Additional taking of square root after (point 5) seems logical because in our case the moment was already itself a sort of covariance (a scalar product and a covariance are compeers structurally) and so it came that you a kind of multiplyed covariances twice. Therefore in order to descend back on the level of the values of the original data (and to be able to compute correlation value) one has to take the root afterwards.

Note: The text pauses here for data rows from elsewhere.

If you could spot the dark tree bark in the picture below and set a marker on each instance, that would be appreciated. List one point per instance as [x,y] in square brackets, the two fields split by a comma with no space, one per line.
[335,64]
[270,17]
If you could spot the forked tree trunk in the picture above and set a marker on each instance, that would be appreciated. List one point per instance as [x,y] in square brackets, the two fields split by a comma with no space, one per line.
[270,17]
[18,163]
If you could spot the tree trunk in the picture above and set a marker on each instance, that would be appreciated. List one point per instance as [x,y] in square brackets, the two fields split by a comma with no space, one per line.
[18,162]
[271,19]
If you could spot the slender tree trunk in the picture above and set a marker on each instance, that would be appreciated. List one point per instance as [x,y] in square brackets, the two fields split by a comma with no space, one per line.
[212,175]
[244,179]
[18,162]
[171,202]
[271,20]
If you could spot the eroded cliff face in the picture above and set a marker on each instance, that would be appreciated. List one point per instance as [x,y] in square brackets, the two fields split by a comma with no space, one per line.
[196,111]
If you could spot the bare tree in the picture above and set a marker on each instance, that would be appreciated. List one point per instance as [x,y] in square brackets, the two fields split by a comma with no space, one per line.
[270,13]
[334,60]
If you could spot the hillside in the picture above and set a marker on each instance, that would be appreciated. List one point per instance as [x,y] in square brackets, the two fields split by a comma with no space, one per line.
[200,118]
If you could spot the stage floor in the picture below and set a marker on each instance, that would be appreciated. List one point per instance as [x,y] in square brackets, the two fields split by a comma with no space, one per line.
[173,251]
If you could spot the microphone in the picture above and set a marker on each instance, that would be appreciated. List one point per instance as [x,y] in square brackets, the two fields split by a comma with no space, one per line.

One important note should finally go. If we were doing double centering its classic way - that is, after squaring the euclidean distances - then we would end up with the distance covariance that is not true distance covariance and is not useful. It will appear degenerated into a quantity exactly related to the usual covariance (and distance correlation will be a function of linear Pearson correlation). What makes distance covariance/correlation unique and capable of measuring not linear association but a generic form of dependency, so that dCov=0 if and only if the variables are independent, - is the lack of squaring the distances when performing the double centering (see point 2). Actually, any power of the distances in the range $(0,2)$ would do, however, the standard form is do it on the power $1$. Why this power and not power $2$ facilitates the coefficient to become the measure of nonlinear interdependency is quite a tricky (for me) mathematical issue bearing of characteristic functions of distributions, and I would like to hear somebody more educated to explain here the mechanics of distance covariance/correlation with possibly simple words (I once attempted, unsuccessfully).
Best Answer
This my answer doesn't answer the question correctly. Please read the comments.

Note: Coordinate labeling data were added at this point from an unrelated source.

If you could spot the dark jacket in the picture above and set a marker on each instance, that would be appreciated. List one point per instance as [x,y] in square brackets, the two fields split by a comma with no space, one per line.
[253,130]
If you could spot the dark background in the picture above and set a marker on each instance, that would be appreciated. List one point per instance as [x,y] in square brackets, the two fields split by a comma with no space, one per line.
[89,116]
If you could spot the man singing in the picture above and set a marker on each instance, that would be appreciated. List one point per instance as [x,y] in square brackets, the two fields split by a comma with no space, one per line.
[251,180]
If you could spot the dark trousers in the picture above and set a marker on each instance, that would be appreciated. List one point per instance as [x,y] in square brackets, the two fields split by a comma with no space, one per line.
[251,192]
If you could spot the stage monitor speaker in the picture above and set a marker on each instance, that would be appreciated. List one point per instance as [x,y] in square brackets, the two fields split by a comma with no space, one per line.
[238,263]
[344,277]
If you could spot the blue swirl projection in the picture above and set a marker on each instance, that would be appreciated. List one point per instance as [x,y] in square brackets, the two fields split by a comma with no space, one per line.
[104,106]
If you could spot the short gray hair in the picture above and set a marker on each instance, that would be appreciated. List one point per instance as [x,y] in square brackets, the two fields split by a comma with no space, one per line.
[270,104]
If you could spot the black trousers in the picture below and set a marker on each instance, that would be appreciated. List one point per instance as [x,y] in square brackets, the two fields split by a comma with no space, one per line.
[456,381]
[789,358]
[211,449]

Let us compare usual covariance and distance covariance. The effective part of both are their numerators. (Denominators are simply averaging.) The numerator of covariance is the summed cross-product (= scalar product) of deviations from one point, the mean: $\Sigma (x_i-\mu^x)(y_i-\mu^y)$ (with superscripted $\mu$ as that centroid). To rewrite the expression in this style: $\Sigma d_{i\mu}^x d_{i\mu}^y$, with $d$ standing for the deviation of point $i$ from the centroid, i.e. its (signed) distance to the centroid. The covariance is defined by the sum of the products of the two distances over all points.
How things are with distance covariance? The numerator is, as you know, $\Sigma d_{ij}^x d_{ij}^y$. Isn't it very much like what we've written above? And what is the difference? Here, distance $d$ is between varying data points, not between a data point and the mean as above. The distance covariance is defined by the sum of the products of the two distances over all pairs of points.

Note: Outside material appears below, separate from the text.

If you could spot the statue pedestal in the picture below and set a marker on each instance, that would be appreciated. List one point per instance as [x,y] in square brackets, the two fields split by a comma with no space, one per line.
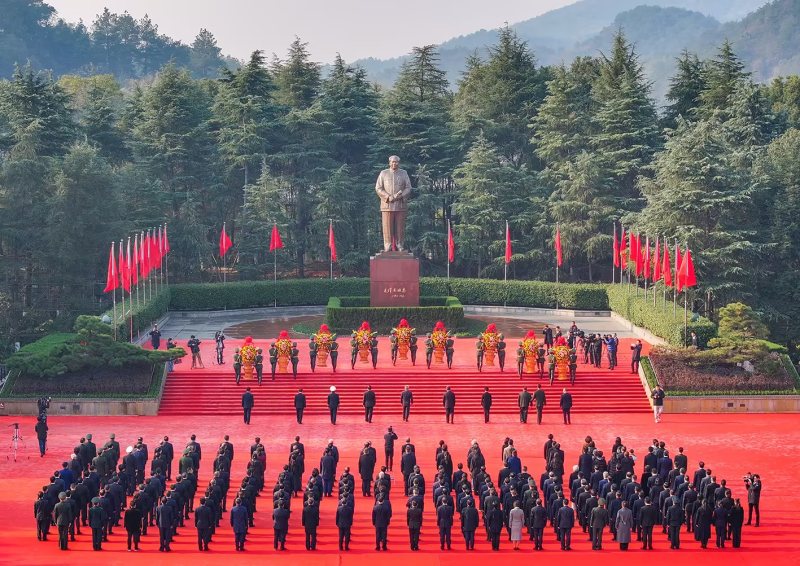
[393,280]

Scalar product (between two entities - in our case, variables $x$ and $y$) based on co-distance from one fixed point is maximized when the data are arranged along one straight line. Scalar product based on co-distance from a var*i*able point is maximized when the data are arranged along a straight line locally, piecewisely; in other words, when the data overall represent chain of any shape, dependency of any shape.
And indeed, usual covariance is bigger when the relationship is closer to be perfect linear and variances are bigger. If you standardize the variances to a fixed unit, the covariance depends only on the strength of linear association, and it is then called Pearson correlation. And, as we know - and just have got some intuition why - distance covariance is bigger when the relationship is closer to be perfect curve and data spreads are bigger. If you standardize the spreads to a fixed unit, the covariance depends only on the strength of some curvilinear association, and it is then called Brownian (distance) correlation.